In the long term this won't affect the chances of Stagecoach or Virgin for any future franchises they bid for, let's face it even if a company is responsible for something bad it doesn't usually count against them in the future. But if Branson has got the business brain he is famous for and they do get a future franchise, such as the forthcoming WCML/HS2 deal, he will make sure the press announcement on day one makes very clear what conditions the DfT has to ensure, and what get out clauses Virgin has. Then when the almost inevitable failure occurs he can refer editors back to it.
So, let's get this right.
Since 1979 successive right wing governments (that is, all of them) have repeated ad nauseam "The market will deliver" and proceeded to rig the private AND PUBLIC (or what's left of it) economies accordingly. But after 38 years the "rail market" has FAILED to deliver - made it worse in fact.
Apart from the "techy stuff", Twitter or Facebook or not, don't you think you're missing something vital here? Such as the political decisions which govern everything, that whether you like it or not politics rule all our lives, that "technical management" is subject to political bias.
But no matter. "The market will provide". Not rational people making rational decisions. The market. Or something.
Are you suggesting that there has been a long term political decision to ensure that the higher echelons of civil and signalling engineers within the British rail industry are inept?

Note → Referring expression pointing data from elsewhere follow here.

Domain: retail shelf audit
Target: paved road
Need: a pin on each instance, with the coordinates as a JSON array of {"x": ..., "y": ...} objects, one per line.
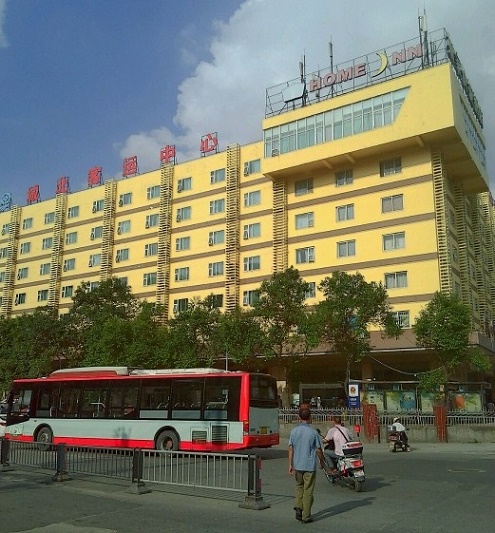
[{"x": 438, "y": 488}]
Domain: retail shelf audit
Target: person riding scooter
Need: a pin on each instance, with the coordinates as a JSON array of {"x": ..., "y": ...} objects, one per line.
[{"x": 400, "y": 429}]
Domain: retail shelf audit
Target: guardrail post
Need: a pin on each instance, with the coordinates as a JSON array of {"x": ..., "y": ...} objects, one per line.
[
  {"x": 5, "y": 454},
  {"x": 61, "y": 463},
  {"x": 254, "y": 499},
  {"x": 137, "y": 485}
]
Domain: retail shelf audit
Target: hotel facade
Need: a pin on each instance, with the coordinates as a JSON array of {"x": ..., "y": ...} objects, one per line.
[{"x": 376, "y": 166}]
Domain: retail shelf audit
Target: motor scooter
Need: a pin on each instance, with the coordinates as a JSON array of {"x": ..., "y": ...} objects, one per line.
[
  {"x": 350, "y": 467},
  {"x": 397, "y": 441}
]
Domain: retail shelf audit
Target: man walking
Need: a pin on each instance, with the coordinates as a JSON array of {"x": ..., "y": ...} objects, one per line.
[{"x": 304, "y": 449}]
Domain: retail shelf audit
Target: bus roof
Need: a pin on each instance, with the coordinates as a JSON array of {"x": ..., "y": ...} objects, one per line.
[{"x": 114, "y": 371}]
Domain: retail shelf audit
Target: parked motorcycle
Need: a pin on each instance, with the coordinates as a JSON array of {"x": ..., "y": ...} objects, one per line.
[
  {"x": 350, "y": 467},
  {"x": 397, "y": 441}
]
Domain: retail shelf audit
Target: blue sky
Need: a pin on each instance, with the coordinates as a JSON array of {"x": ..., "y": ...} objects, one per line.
[{"x": 86, "y": 83}]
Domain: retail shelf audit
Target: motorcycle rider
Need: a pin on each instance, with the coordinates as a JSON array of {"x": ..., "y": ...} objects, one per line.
[
  {"x": 339, "y": 435},
  {"x": 400, "y": 429}
]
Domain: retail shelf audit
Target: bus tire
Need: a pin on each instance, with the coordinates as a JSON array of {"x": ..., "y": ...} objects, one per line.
[
  {"x": 167, "y": 440},
  {"x": 44, "y": 437}
]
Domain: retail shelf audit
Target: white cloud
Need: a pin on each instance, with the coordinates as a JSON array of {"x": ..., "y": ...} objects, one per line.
[
  {"x": 3, "y": 37},
  {"x": 263, "y": 42}
]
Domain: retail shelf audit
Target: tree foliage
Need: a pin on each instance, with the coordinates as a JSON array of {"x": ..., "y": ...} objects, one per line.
[
  {"x": 350, "y": 306},
  {"x": 443, "y": 327}
]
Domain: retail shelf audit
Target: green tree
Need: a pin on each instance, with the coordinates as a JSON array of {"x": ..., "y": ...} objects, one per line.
[
  {"x": 285, "y": 321},
  {"x": 350, "y": 307},
  {"x": 443, "y": 327}
]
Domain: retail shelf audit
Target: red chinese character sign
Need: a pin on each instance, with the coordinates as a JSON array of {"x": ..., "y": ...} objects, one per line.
[
  {"x": 129, "y": 167},
  {"x": 94, "y": 177},
  {"x": 63, "y": 185},
  {"x": 167, "y": 154},
  {"x": 33, "y": 195},
  {"x": 209, "y": 143}
]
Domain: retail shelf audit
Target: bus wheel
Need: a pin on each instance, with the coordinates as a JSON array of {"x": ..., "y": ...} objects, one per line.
[
  {"x": 45, "y": 438},
  {"x": 167, "y": 440}
]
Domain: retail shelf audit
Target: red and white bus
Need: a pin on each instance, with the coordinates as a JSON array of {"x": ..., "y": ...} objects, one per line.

The ECML project of the 1980s was mostly an old fashioned BR scheme - the free market's main involvement was the trains (and the loco construction was subcontracted back to BR's workshop subsidiary). The trains worked but track upgrades weren't delivered. These few schemes discussed here are barely the tip of the iceberg. Look at the disasters of the South Manchester resignalling scheme around 15 years ago or the GWML electrification which is still not resolved. It's true that we didn't have these major failures before 1979, but that might be because we didn't have many major schemes before then. There was the WCML modernisation of the early 60s which was done quite well and the GWML upgrade around 1975 (but that came with without electrification so could be classed as an expensive mistake). Maybe the political decisions between 1948 and 1979 caused a skill shortage in civil and signal engineering. But no political policy comes close to causing the amount of problems to match those of the dodgy handshake brigade who have run the railways for decades.
Sigh.
This gets worse, SteveB.
It would help if you didn't try to imply I made an assertion I didn't make. A peculiar kind of "logic", that.
Please re-read my previous comment - if you read it at all first time round. I can't be arsed repeating myself.
The "handshake brigade" operate in a much wider field than mere railways. In politics for instance. But you seem unwilling or unable to see that. C'est la vie.
I leave the railway platform to you. Bad pun intended.
Tim - why not keep it simple.
1. Was a contract signed for a period of time with expected revenues agreed?
2. Did the companies that signed that contract request to get out of it?
3. Have the companies that signed the contract committed to paying the expected revenues?
4. Have the companies that signed the contract committed to paying the expected revenues been let off the remaining revenues or part of them?
5. If the answer to 4 is yes in any way, then why?
6. Will the UK tax-payer miss out on expected revenues?
7. Will the UK tax-payer have to absorb the cost of the expected revenues?
Have I missed out any obvious thing?